Additionally, yesterday Brig Samuel Chan Mut, the SSOA’s official spokesperson, told The City Review that the roadmap was not ready to be made available to the general public.
According to Brig. Chan, it would likely be released for public consumption next week after being discussed by the presidency this week.
Last week, the minister for cabinet affairs, Dr Martin Elia Lomuro said the president would soon announce his plans for transitioning the country to democracy through free, fair and credible elections.
He assured partners that the peace agreement was stable and might not in any way throw the country back to conflict.

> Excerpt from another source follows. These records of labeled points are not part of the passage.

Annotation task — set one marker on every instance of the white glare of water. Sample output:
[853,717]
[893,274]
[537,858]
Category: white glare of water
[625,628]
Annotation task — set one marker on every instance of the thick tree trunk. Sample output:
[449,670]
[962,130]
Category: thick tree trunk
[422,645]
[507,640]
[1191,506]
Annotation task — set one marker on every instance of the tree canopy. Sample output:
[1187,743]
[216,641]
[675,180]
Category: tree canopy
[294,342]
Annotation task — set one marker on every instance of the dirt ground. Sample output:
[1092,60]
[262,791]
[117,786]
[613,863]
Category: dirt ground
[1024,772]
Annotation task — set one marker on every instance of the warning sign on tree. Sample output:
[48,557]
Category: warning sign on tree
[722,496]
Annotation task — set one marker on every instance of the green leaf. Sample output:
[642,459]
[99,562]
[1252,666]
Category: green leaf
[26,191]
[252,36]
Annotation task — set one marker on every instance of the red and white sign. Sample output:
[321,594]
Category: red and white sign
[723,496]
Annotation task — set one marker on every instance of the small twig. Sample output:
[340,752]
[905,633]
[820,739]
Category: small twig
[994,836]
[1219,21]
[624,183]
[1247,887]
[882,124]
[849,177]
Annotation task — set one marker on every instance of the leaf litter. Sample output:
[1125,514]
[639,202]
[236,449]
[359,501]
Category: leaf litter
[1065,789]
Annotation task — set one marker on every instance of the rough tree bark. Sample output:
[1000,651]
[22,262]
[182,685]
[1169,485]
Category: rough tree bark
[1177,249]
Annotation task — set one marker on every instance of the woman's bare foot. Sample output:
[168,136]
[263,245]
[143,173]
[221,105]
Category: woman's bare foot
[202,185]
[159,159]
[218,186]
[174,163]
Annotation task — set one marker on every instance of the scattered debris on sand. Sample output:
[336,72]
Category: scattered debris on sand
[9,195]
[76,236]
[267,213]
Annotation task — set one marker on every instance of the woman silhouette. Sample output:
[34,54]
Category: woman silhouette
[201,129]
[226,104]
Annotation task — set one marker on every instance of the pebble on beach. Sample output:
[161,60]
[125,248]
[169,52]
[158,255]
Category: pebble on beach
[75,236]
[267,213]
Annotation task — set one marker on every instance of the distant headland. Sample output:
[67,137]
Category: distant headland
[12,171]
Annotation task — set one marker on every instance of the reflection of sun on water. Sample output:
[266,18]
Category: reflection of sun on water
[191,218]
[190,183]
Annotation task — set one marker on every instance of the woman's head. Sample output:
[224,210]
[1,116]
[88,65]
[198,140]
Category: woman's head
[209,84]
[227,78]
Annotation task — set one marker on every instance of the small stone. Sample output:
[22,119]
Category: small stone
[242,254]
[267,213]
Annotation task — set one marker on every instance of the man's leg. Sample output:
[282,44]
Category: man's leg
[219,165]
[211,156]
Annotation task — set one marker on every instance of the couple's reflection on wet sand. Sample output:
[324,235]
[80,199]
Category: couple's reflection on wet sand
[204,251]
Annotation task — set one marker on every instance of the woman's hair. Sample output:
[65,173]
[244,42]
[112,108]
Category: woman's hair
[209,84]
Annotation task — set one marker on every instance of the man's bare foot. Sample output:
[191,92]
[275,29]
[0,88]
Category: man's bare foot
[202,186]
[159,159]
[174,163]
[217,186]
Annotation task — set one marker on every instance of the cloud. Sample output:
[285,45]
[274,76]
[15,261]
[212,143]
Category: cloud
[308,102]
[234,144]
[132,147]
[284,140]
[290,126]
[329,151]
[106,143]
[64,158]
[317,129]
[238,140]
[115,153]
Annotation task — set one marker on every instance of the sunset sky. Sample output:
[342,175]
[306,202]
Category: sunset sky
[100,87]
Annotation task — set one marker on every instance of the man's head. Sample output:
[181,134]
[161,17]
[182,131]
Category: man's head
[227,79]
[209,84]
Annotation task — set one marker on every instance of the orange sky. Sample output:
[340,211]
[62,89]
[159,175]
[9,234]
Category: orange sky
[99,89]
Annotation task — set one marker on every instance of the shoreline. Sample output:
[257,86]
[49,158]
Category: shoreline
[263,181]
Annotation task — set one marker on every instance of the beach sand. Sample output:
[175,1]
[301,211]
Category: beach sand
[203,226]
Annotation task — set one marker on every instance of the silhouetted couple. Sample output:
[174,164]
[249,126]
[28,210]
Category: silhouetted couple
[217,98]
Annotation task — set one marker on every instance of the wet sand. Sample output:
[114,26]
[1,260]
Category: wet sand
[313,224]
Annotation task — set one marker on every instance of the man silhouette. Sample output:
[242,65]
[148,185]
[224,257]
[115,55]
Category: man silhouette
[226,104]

“I am aware of so many consultations going on. We will assure you again that in the next few days, you will see the president unveiling his agenda, to ensure that the peace agreement ends in an election that is free, fair and credible,” Lomuro said.
He urged the US to reconsider its decision of withdrawing her support for the peace monitoring bodies and channel funds in support of the implementation of the Revitalised Agreement on the Resolution of the Conflict in South Sudan (R-ARCSS).
“We South Sudanese have been through nearly 75 years of struggle since 1947. We have seen suffering, and we are very careful about the generations that are coming. I want to assure everyone that the peace agreement in spite of challenges is going to… end in the democratic election at the end of the transitional period,” he added.
“I am aware that everybody is concerned about how the transitional period will end, the transitional period will end with a discussion, and an agreement between the parties to the agreement.”